Filmmaker Achal Mishra took a liking to photographyb back in 2010, when he was in school. However, 2017 proved to be life-changing, for he took his first trip to Leh, and he was left awestruck.
“Leh is very different. The landscape here is not something you see everyday. When I used to do photography in my home town Dharbhanga (Bihar), I would try to find photographic beauty or an image in ordinary things, what I see everyday or encounter everyday. And that’s a very different thing where you try to find the extraordinary in the ordinary. However, in Leh, it became the entirely opposite. Here, you have extraordinary all around, and now you have to make images in that,” says Mishra, talking to us at the recently concluded The Himalayan Film Festival (THFF), where his film Dhuin (2022) was screened.
Going down memory lane, Mishra recalls the time when he first visited this region purely as a tourist. “I used to travel around in taxis and go whenever the driver is taking me and click pictures. But slowly, I started understanding the nuances. I remember someone telling me how easy it is to take pictures in Leh-Ladakh. The landscape is such that even if you accidentally press the shutter, you’ll end up with a beautiful image,” he quips.
That being said, with each click came a new challenge — to record something that is yet untapped in a land of immense beauty like Leh-Ladakh. “Since Ladakh has been photographed extensively, I needed these six-seven years to arrive at an image different from the kind of photography that’s already been done. When you mention Ladakh, you think of blue skies, brown mountains and wide open roads. So, the challenge here has always been to find something new, to find a fresh way of looking at the same mountains probably,” he explains, adding, “Initially when I used to come here, I used to shoot a lot, maybe a 1,000 images, and from those, I’d probably choose just one or two best ones. It’s always like that because when you’re shooting, you are just responding to what’s there in front of you, which is so magnificent and sublime. But when you’re looking back at it, you realise it’s there and has been photographed already, so what new are you adding to the conversation. So, it has taken a lot of time.”

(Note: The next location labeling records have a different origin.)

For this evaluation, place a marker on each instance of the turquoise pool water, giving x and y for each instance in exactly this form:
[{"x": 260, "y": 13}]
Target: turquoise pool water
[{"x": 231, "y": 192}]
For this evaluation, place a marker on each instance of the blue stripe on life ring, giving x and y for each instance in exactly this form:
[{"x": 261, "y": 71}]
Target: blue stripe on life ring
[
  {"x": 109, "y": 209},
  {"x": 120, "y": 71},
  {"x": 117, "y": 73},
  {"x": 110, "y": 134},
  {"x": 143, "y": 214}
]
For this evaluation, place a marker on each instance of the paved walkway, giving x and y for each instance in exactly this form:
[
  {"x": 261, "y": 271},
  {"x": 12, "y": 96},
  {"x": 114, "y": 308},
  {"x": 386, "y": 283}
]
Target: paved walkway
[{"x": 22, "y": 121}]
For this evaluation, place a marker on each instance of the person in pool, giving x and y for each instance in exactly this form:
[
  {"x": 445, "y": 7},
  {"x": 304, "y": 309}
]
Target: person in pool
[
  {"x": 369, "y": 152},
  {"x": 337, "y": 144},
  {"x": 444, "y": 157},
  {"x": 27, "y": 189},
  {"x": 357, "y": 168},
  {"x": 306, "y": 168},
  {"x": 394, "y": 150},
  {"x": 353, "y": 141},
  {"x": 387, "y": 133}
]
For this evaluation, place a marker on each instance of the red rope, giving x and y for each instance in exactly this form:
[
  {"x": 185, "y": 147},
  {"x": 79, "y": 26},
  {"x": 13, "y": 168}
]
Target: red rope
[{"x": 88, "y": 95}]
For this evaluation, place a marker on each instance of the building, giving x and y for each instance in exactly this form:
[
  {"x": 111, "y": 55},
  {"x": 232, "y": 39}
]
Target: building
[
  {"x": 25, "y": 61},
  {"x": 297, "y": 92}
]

To counter this, Mishra repeatedly clicks an object over tyime, to add new dimensions. “I follow this photography practice… like in Dharbhanga, I have photographed a tree over a period of time, since 2016, so I have 20-25 pictures of that tree in different seasons. So, coming to Leh for this long now, I started doing this here as well. And I’ve shot same locations here in winters, in autumn and during spring,” says Mishra, who prefers to call this an “on-going journey” and don’t think he has shot his best in Ladakh yet.

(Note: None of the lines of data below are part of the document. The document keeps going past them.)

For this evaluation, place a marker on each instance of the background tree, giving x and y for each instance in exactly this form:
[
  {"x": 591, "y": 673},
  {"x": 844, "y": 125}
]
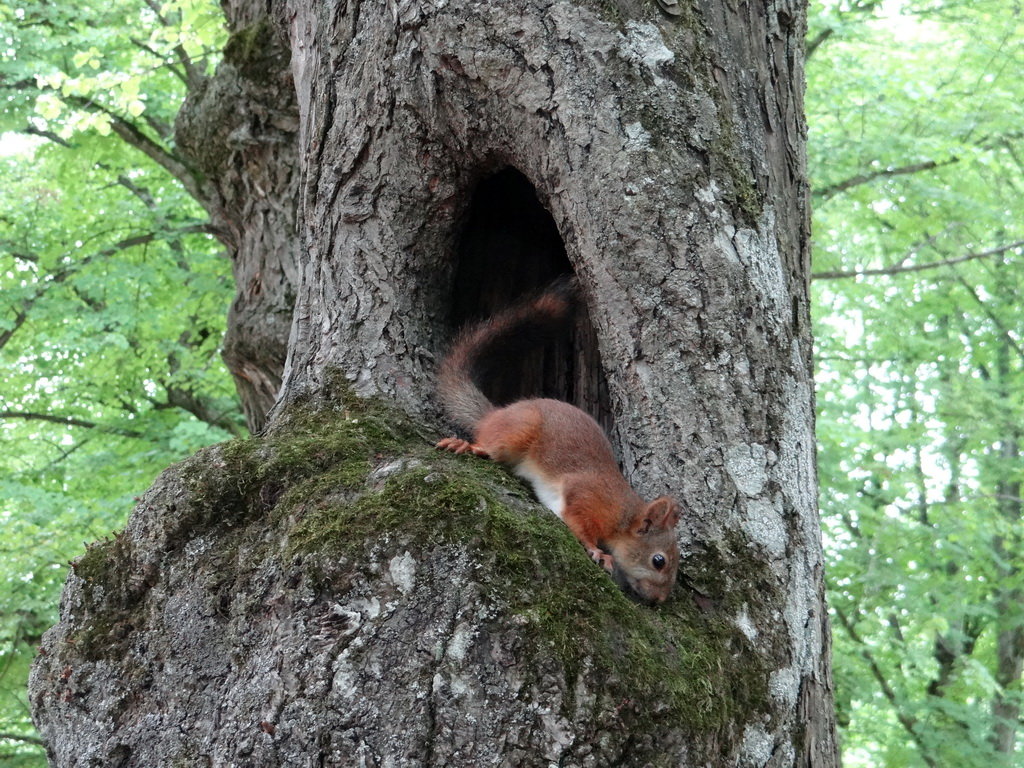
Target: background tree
[
  {"x": 113, "y": 295},
  {"x": 403, "y": 112},
  {"x": 915, "y": 157}
]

“I can’t say I’m even creatively satisfied. It will keep going on. But I have a lot of fun while taking photos here. It’s intense and challenging, but I enjoy it. I remember once I wanted to capture a certain light, and I went to the top of Khardung La for that. It was March and I reached there an hour and a half before sunset. It was damn cold, I was with my gloved etc, and waited for the sun to set to get that light, but I had fun while doing it, so nothing else mattered,” the Gamak Ghar (2019) director tells us.
Adding a new chapter in his photography journey, Mishra, as a participating filmmaker at the THFF this year, also conducted a workshop where he guided 20 local photographers, and final clicks by five participants selected by Mishra were also displayed at the festival.

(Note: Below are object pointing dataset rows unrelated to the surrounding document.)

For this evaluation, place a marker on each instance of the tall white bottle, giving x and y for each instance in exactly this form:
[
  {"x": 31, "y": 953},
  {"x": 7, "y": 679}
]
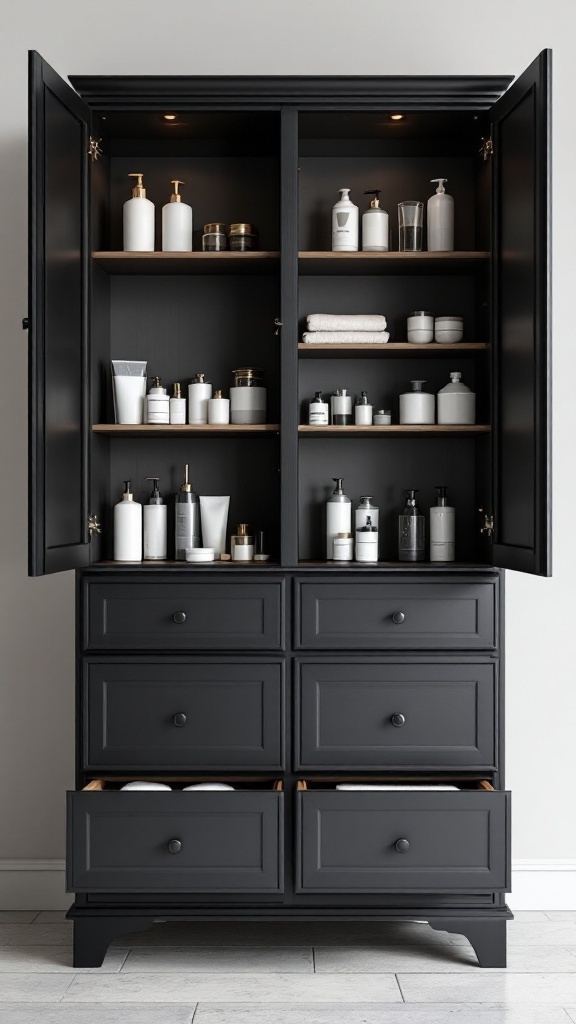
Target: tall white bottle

“We did the workshop it in a village called Phey, which is lower than Leh in terms of altitude. I wanted the participants to not just sit in a classroom and listen to me talk. I wanted to take them out, and photograph the surroundings for as long as possible. So, we had a classroom session for two-three hours, and then we all set out to click pictures. And Phey has a nice mix of an old village, a new village and then there’s a river and greenery, which is much more than what you see in Leh,” Mishra tells us, further stating that since all of them were aspiring Ladakhi photographers, “It was very important to for them to understand and arrive at images, which are their own because all they see is pictures of Ladakh clicked by outsiders and photographers like us, tourists. So, they needed to understand their own gaze and vision, and act on it.”